Many array-like data structures support cheap slices, e.g. a function with the following type signature: slice :: Integer -> Integer -> Array a -> Array a, which produces a view of the original array between the two indices (similarly, the same can be achieved using an indexArray and a lengthOfArray).

We do not propose to add slice to our builtin set, since it is very easy to build a data structure that supports slices on top of array, simply by tracking some additional integers to track the subset of the array that is in view.

Arrays in Data

In CPS-0013 the idea of representing the arguments to the Data constructor Constr as an Array in Plutus Core was presented as being more appropriate than the current list representation.

A significant requirement in implementing this modification is maintaining backwards compatibility. Therefore, we cannot simply modify the internal representation of Data.

One idea would be to add a new builtin such as the following: unConstrDataArray :: Data -> (Integer, Array Data). However, this builtin will inevitably have linear time complexity since it is based on a list traversal. So it does not actually solve the original problem, unless it can be shown experimentally that, in practice, these lists are usually small enough for the transformation to be negligible.

Path to Active

Acceptance Criteria

  • The feature is implemented according to the implementation plan and merged into the master branch of the plutus repository.
  • cardano-ledger is updated to include new protocol parameters to control costing of the new builtins.
  • The feature is integrated into cardano-node and released as part of a hard fork.

Implementation Plan

The implementation of this CIP should not proceed without an empirical assessment of the effectiveness of the new primitives, as per the following plan:

  1. Implement the new primitives according to the specification, including the experimental versions discussed in the CIP.
  2. Assign a preliminary cost to the new builtin functions.
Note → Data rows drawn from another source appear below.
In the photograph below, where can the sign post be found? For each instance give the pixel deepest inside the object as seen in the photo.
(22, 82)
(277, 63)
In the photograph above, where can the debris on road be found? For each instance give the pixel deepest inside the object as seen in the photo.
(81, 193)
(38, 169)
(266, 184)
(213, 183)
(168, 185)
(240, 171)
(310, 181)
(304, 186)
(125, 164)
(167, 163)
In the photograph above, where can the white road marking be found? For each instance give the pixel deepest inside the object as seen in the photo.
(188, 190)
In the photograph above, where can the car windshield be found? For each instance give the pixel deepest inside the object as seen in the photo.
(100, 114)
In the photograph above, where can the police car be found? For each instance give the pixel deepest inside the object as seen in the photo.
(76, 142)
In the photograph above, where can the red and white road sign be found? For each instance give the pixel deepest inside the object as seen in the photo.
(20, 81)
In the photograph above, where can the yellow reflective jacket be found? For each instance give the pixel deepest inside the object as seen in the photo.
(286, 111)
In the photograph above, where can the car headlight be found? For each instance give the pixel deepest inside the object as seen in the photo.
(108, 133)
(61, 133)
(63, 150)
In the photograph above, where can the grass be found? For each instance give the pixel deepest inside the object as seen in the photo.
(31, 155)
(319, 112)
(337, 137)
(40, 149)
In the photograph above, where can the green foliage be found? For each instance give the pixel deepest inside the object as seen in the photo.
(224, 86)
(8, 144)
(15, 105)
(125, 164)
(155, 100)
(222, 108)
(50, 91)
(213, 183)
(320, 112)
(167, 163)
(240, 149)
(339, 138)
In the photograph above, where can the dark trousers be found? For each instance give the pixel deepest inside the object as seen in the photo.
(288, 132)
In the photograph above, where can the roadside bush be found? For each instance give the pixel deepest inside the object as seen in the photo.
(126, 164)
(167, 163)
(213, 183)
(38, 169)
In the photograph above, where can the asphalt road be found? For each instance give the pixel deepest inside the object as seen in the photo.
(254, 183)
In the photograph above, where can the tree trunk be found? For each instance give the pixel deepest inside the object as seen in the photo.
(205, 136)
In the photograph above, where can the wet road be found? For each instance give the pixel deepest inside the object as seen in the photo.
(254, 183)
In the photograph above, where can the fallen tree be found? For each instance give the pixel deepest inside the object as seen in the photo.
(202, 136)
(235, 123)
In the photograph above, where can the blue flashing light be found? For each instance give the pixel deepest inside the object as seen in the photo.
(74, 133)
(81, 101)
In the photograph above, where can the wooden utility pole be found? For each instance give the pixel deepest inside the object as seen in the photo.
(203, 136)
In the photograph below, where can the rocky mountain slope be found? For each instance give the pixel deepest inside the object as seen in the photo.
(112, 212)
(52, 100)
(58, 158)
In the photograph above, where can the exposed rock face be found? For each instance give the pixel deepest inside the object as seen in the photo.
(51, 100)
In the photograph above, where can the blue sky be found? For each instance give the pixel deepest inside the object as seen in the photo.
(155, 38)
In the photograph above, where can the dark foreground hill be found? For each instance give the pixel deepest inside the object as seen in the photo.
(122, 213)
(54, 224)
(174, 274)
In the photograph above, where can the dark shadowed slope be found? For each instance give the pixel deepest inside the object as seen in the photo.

Consider similar operations and their current costs.
  3. Create variants of the existing benchmarks and potentially add some more.
  4. From the total set of newly implemented builtins, find a minimal but practical set of primitives which are indeed significantly faster in both real-time performance and modelled costs.
  5. If such a set does not exist, find out why. This means that the preliminary investigation was not successful. If it does, revise the specification to include the final set of primitives.

If the preliminary performance investigation was not successful, this CIP should be revised according to the findings of the experiment. Otherwise, the implementation can proceed:

  1. Determine the most appropriate costing functions for modelling the builtin's performance and assign costs accordingly.
  2. Add the new builtin type and functions to the appropriate sections in the Plutus Core Specification.
  3. Formalize the new builtin type and functions in the plutus-metatheory.
  4. The final version of the feature is ready to be merged into plutus and accepted by the Plutus Core team.

This CIP is licensed under CC-BY-4.0.